Kelley L Cox-USA TODAY Sports

Jason Kidd, the greatest Net of all-time and one of the greatest NBA players of all time, has announced his retirement after 19 years. Kidd, who holds a shelf-full of NBA and Nets records, revealed his decision Monday morning.

"I think it is the right time," Kidd told ESPN NewYork. "When you think about 19 years, it has been a heckuva ride. Physically, I want to be able to participate in activities with my kids so it has taken a toll. It is time to move on and think about maybe coaching or doing some broadcasting."

Kidd joined the Nets in 2001 in a trade for Stephon Marbury, four years his junior. At the time, he has seen as damaged goods. In the season before the trade, Kidd had been arrested in a domestic assault case brought by his then-wife, Joumanna. His teams had reached the second round only once ... and he had been injured for that run.

On arriving, Kidd did two things: he publicly said that that the team would win 42 games, up from 26 the year before. Privately, he told his teammates, "the losing is over," and promised success if they followed. In his first few practices, he asked each of his teammates where they wanted the ball ... and he delivered it. Then, in one of the league's most remarkable turnarounds, the Nets exceeded his predictions, winning 52 games and taking the team to the NBA Finals, first in 2002, again in 2003..

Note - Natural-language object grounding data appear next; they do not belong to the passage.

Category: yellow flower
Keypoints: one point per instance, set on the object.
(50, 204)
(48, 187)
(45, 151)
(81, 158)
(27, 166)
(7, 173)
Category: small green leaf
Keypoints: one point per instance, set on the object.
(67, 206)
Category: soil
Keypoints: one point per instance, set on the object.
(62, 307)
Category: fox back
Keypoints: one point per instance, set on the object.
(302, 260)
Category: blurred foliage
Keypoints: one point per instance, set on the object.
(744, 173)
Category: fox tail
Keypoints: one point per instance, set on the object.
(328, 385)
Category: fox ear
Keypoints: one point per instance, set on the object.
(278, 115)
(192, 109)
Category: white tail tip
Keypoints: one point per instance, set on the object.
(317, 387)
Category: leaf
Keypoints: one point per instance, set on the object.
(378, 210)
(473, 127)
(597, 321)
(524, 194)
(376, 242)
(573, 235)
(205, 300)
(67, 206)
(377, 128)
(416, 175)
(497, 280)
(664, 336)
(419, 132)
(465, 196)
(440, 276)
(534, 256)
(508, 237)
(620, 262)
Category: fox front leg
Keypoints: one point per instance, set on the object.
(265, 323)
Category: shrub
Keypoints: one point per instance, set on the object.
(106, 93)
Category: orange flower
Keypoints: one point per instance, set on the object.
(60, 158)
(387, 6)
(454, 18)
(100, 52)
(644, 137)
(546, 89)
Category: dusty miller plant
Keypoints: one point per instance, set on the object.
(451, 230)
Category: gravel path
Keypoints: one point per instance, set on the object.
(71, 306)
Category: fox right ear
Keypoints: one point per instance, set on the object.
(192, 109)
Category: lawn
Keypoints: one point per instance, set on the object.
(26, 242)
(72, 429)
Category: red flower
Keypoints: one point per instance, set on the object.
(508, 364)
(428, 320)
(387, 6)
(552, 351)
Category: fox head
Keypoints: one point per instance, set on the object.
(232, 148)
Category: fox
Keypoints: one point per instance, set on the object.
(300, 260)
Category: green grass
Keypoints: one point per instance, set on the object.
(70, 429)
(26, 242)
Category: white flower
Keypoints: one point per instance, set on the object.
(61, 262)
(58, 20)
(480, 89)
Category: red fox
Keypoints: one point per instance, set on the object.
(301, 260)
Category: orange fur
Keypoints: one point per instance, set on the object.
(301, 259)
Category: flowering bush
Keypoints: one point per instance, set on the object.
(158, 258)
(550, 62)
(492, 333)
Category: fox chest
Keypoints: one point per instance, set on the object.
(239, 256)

Of his trademark triple doubles, 61 of his 107 were with the Nets. The 107 triples are third all-time to Magic Johnson and Oscar Robertson. He is is the only player in NBA history with 15,000 points, 10,000 assists and 7,000 rebounds. He finished second all-time in assists; second all-time in steals, third all-time in three-pointers. Kidd was a remarkable 28-0 in international play for Team USA, winning the Olympic gold medal in Sydney in 2000 and in 2008 in Beijing.

Although he won his only NBA championship with the Mavericks after a contentious final year with the Nets and retired with the Knicks, his greatest years were with the Nets, leading them to the playoffs every one of seven seasons he played with New Jersey. The Nets didn't reach the playoffs in the three years before he arrived, nor in the five years after he left.

Perhaps the greatest tribute comes from his now teenaged son, T.J. Kidd.

"As I reflect," Kidd said. "I look back fondly at every season & thank each & every one of my teammates & coaches that joined me on the court," Kidd told Ohm Youngmisuk of ESPN, once the Nets beat writer at the Daily News. Kidd said he might want to join the coaching ranks or get behind a mic as a broadcaster.